Home > The Midnight Heir (The Bane Chronicles #4)(4)

The Midnight Heir (The Bane Chronicles #4)(4)
Cassandra Clare

Chapter Seven

How she had managed to get Lightwood House back into her clutches, Magnus did not know. As mad as a mouse trapped in a teapot, Will had said of her, and knowing of the family's disgraced state, Magnus hardly expected the grandeur of Benedict's time. Doubtless the place would be shabby now, dusty with time, only a few servants left to keep it up and in order-

The carriage Magnus had hired came to a stop. "The place looks abandoned," opined the driver, casting a doubtful eye over at the iron gates, which looked rusted shut and bound with vines.

"Or haunted," Magnus suggested brightly.

"Well, I can't get in. Them gates won't open," said the driver gruffly. "You'll have to get out and walk, if you're that determined."

Magnus was. His curiosity was alight now, and he approached the gates like a cat, ready to scale them if need be.

A tweak of magic, a bit of an opening spell, and the gates burst wide with a shower of rusted metal flakes, onto a long, dark overgrown drive that led up to a ghostly manor house in the distance, glimmering like a tombstone under the full moon.

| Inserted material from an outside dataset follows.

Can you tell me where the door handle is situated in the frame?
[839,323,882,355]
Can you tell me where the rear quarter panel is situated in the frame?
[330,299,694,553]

Magnus closed the gates and went forward, listening to the sound of night birds in the trees overhead, the rustle of leaves in the night wind. A forest of blackened tangles loomed all about him, the remains of the famous Lightwood gardens. Those gardens had been lovely once. Magnus distantly recalled overhearing Benedict Lightwood drunkenly saying that they had been his dead wife's joy.

Now the high hedges of the Italian garden had formed a maze, a twisted one from which there was clearly no escape. They had killed the monster Benedict Lightwood had become in these gardens, Magnus remembered hearing, and the black ichor had seeped from the monster's veins into the earth in a dark unstoppable flood.

Magnus felt a scratch against one hand and looked down to see a rosebush that had survived but gone wild. It took him a moment to identify the plant, for though the shape of the blooms was familiar, the color was not. The roses were as black as the blood of the dead serpent.

He plucked one. The flower crumbled in his palm as if it were made of ash, as if it had already been dead.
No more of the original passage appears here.